Effective measures for graph similarity were introduced inspired by distances on a set of quantum states. These measures can effectively distinguish graphs, and can be used with both weighted and unweighted networks, while identifying graph structure changes, such as the introduction of disconnected components. The proposed measures intuitively capture several structural characteristics, that are often used to describe and compare networks, providing a holistic approach. Two additional important features distinguish these methods from previously published approaches: they are well-established mathematical methods that incorporate the intrinsic structure of the entire network and have high interpretability.

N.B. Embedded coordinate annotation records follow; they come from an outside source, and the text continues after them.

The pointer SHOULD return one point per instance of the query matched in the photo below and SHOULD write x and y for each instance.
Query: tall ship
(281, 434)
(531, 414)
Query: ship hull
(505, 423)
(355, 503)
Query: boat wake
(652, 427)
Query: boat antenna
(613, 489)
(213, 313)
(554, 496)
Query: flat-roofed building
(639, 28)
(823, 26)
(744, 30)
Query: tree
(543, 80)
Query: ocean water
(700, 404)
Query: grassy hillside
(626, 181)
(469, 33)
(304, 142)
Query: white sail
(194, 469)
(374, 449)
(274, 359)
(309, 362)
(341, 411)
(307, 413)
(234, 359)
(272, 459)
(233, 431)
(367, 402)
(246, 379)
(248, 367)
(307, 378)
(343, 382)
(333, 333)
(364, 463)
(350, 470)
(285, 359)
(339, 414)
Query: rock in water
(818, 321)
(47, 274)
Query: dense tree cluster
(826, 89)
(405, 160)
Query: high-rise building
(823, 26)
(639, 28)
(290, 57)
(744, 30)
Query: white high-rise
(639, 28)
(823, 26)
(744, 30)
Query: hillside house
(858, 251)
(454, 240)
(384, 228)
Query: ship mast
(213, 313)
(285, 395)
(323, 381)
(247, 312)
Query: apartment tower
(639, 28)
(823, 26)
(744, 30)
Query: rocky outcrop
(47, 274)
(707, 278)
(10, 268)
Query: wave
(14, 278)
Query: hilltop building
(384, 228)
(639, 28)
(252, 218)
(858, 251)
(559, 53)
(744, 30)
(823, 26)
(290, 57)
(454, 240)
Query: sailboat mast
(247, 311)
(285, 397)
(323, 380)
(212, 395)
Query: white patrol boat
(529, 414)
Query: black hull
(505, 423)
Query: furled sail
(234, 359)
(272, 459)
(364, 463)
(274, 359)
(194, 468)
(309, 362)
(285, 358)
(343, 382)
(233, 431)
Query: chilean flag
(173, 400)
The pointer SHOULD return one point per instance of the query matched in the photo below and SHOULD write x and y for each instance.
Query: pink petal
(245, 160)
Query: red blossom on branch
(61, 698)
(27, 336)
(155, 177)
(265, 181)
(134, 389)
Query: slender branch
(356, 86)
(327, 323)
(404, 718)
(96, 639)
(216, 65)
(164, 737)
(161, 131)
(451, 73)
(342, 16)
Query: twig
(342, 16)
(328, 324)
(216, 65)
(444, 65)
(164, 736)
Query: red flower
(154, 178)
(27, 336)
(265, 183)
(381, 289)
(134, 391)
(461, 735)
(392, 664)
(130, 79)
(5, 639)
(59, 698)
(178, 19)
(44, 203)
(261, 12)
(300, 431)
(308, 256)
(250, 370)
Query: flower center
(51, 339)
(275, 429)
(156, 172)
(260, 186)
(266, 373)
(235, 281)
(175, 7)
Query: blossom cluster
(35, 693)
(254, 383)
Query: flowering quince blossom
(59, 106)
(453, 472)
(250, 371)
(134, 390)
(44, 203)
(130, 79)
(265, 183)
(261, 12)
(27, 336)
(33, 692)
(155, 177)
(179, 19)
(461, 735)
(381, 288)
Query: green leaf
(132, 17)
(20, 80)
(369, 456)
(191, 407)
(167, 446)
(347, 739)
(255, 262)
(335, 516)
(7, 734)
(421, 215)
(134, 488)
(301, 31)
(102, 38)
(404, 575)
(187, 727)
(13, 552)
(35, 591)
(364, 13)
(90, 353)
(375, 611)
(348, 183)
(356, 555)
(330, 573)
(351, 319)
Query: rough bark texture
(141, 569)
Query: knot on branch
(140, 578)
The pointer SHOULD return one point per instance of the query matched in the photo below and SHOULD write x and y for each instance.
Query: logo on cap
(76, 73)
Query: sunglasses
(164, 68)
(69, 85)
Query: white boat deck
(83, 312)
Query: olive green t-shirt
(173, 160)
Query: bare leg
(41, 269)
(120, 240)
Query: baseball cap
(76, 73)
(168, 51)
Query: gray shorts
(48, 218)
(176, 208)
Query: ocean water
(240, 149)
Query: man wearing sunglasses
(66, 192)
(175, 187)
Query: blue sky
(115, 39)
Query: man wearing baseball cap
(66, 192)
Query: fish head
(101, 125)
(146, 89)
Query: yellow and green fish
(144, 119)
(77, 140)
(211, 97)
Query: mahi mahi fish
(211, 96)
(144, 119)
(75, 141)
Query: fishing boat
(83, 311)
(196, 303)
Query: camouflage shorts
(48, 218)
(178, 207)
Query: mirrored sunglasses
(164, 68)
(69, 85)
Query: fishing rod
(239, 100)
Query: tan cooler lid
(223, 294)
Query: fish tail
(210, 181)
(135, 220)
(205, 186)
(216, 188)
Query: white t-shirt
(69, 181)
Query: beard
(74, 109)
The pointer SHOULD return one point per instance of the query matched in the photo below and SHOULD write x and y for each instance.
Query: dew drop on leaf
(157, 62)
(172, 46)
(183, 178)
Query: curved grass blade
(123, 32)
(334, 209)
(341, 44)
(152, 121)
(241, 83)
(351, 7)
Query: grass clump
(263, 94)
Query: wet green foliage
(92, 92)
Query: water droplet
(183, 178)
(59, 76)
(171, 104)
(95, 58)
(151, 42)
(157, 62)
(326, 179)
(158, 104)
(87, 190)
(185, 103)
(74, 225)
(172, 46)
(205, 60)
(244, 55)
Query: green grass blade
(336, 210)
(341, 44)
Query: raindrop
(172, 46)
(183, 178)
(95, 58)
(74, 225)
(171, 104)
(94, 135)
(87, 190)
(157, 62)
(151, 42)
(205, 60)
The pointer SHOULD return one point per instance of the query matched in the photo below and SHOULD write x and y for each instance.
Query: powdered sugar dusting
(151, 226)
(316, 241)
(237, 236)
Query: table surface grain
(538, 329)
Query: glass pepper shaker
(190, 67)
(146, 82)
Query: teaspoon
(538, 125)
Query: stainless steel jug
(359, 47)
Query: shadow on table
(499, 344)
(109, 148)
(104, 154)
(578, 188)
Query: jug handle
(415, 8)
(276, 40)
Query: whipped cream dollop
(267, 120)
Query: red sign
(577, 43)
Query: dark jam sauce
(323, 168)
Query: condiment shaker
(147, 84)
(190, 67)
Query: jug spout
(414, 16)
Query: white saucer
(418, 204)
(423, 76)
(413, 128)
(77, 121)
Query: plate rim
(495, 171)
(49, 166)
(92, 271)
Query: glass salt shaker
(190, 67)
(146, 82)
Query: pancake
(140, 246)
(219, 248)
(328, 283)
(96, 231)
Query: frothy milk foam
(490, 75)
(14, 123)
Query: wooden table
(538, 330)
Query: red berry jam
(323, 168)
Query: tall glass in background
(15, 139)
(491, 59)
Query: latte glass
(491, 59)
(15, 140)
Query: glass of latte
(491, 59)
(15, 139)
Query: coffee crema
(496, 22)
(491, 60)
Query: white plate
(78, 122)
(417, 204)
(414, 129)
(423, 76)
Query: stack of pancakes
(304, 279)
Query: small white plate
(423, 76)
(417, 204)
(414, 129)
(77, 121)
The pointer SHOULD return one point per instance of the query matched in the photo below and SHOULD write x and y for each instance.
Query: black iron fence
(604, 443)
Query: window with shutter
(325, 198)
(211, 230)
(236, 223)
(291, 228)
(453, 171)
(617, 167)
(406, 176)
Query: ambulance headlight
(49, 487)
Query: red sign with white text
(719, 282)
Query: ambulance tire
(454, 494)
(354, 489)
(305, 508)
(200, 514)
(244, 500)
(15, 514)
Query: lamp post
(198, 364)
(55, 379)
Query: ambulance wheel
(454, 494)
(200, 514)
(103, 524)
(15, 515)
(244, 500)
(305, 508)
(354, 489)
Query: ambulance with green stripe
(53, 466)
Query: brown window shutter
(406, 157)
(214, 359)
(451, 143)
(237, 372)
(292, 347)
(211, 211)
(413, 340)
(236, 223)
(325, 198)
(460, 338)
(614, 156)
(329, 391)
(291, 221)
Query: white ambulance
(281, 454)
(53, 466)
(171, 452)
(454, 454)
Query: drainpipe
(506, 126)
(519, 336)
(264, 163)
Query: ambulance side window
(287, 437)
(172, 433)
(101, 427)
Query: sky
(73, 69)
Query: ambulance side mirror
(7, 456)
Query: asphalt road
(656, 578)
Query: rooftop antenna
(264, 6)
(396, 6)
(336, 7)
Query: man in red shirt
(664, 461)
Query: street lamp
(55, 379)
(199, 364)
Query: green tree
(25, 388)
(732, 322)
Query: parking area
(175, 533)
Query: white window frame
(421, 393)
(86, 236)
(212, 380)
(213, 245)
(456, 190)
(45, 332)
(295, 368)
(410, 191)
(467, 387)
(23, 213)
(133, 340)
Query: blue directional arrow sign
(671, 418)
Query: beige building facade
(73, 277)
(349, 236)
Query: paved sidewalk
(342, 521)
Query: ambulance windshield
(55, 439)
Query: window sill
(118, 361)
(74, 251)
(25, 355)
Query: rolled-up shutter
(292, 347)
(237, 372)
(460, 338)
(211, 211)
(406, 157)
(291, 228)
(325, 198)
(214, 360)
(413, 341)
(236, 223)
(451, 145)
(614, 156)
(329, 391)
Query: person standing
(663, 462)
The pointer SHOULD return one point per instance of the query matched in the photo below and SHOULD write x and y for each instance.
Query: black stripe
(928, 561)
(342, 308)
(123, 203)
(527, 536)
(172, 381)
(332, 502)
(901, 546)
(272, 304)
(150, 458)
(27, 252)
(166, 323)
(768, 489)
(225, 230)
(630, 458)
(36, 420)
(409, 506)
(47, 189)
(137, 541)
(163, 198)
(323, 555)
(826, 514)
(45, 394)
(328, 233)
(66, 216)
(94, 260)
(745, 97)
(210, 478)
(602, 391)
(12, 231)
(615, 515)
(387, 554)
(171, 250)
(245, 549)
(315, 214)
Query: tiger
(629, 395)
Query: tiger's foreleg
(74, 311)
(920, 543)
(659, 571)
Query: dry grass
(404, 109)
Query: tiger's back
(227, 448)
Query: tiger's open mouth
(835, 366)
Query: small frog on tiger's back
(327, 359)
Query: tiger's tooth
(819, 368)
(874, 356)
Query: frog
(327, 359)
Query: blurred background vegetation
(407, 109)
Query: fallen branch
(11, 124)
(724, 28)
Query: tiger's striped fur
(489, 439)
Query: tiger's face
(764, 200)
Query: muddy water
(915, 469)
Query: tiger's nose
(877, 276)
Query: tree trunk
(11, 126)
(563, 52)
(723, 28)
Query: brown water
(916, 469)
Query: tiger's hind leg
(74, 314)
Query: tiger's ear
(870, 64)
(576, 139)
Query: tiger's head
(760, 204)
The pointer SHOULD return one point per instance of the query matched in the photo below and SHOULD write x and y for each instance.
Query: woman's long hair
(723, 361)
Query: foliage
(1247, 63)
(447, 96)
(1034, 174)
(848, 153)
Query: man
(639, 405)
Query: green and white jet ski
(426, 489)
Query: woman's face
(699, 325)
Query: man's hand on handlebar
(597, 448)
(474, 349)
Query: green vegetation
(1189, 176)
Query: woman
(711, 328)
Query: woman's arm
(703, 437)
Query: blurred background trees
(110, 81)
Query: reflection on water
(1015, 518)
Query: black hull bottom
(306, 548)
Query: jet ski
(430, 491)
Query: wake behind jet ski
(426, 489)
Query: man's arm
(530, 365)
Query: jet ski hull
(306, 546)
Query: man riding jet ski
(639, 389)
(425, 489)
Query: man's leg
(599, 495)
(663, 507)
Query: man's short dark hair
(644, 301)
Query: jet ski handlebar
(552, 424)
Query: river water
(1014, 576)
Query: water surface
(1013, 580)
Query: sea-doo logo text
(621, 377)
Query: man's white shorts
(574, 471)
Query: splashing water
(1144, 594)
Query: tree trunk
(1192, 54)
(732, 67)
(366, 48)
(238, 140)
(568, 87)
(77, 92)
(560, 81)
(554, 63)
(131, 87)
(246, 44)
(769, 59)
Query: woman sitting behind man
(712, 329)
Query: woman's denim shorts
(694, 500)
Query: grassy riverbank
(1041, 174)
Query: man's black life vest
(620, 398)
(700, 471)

A network summarization approach is proposed for weighted multiplex networks. This method focuses on removing structural redundancy while maintaining the information carried by the intrinsic structure of the graph. Using real-world data from different domains, the new method is shown to maintain more accurately the properties of the original graph and for a larger summarization percentage. The proposed method is shown to reduce the number of edges in the network faster than the baselines resulting in a more efficient summarization technique.
A novel time series classification model is developed which provides easy explanation and which extracts both informative shapelets and shapelet-orders and incorporates the shapelet-transformed space with shapelet-order space for time-series classification. The temporal dependencies among local discriminative patterns discovered by the proposed method were found to significantly increase the confidence of the prediction and further improves the classification performance. The results of extensive experiments conducted on 75 univariate and 6 multivariate real-world datasets provide evidence that the proposed model could significantly improve accuracy on average over considered state-of-the-art alternatives.
A book chapter is written on state-of-the-art natural language processing problems, algorithms, models, and libraries. This article provides practical examples of applications and is also used in the PI's data mining and information retrieval courses.